Coding though, for someone who has prided himself on being a technophobe all these years and forever too cool for school, this is quite the corner to have turned. Who knows though, I’ve got to stick to something one day and this allows for a hell of a lot of flexibility, freedom and creativity. It may just be something that grabs my attention when I’m not sailing or getting beaten up by girls.

With all that in mind it is worth pointing out that there is always more to anything. We are put under so much pressure from society to achieve X, Y and Z, and to have done it by a certain age. For sure there are many people out there lost, with no idea what they’re doing or where they’re going.
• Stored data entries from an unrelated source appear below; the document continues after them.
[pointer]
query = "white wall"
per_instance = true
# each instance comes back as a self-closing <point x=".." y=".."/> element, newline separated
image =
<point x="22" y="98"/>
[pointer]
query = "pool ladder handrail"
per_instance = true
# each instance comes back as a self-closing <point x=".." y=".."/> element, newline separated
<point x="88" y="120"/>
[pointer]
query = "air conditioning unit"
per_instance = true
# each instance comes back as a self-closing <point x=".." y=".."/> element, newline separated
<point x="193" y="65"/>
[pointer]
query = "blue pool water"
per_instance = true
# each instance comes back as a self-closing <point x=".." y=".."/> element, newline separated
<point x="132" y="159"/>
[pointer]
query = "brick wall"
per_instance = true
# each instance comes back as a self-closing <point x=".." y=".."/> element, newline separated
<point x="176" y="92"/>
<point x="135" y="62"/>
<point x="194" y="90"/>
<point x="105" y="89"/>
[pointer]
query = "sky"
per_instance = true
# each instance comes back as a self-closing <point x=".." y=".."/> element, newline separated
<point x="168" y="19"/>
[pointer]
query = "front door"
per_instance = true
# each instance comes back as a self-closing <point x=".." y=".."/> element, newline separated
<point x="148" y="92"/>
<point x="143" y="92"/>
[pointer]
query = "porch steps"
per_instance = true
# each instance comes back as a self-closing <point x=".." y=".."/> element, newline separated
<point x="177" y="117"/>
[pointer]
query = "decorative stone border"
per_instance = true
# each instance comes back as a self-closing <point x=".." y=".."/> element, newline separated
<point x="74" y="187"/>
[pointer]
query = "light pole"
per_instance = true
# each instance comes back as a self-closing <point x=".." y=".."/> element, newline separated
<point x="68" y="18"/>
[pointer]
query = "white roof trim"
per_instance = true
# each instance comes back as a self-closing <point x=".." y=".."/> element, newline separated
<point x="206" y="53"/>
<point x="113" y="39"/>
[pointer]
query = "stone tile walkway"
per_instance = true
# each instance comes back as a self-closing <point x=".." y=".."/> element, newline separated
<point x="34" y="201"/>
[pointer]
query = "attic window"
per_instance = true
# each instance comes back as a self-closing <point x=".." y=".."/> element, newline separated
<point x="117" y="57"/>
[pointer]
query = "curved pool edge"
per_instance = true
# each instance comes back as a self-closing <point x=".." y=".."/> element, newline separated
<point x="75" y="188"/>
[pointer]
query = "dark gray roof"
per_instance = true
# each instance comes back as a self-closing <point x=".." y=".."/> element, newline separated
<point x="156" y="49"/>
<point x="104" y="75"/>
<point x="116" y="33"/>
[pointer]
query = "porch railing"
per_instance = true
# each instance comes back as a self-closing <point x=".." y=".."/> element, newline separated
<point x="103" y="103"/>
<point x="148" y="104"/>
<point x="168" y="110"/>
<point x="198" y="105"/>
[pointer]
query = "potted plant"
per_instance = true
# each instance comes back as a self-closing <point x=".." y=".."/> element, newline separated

It is a stressful existence and it disgusts me that people have been allowed to slip through the cracks, forgotten and ignored. They may feel alone but they’re not, that’s almost the worst part. Stand up my brothers and sisters, societies outcasts who have not, can not and do not want to achieve success in a style unnatural and forced upon them. Be free and embrace your freedom. Realise you are the lucky few. And while you’re at it, why not take up a hobby or two.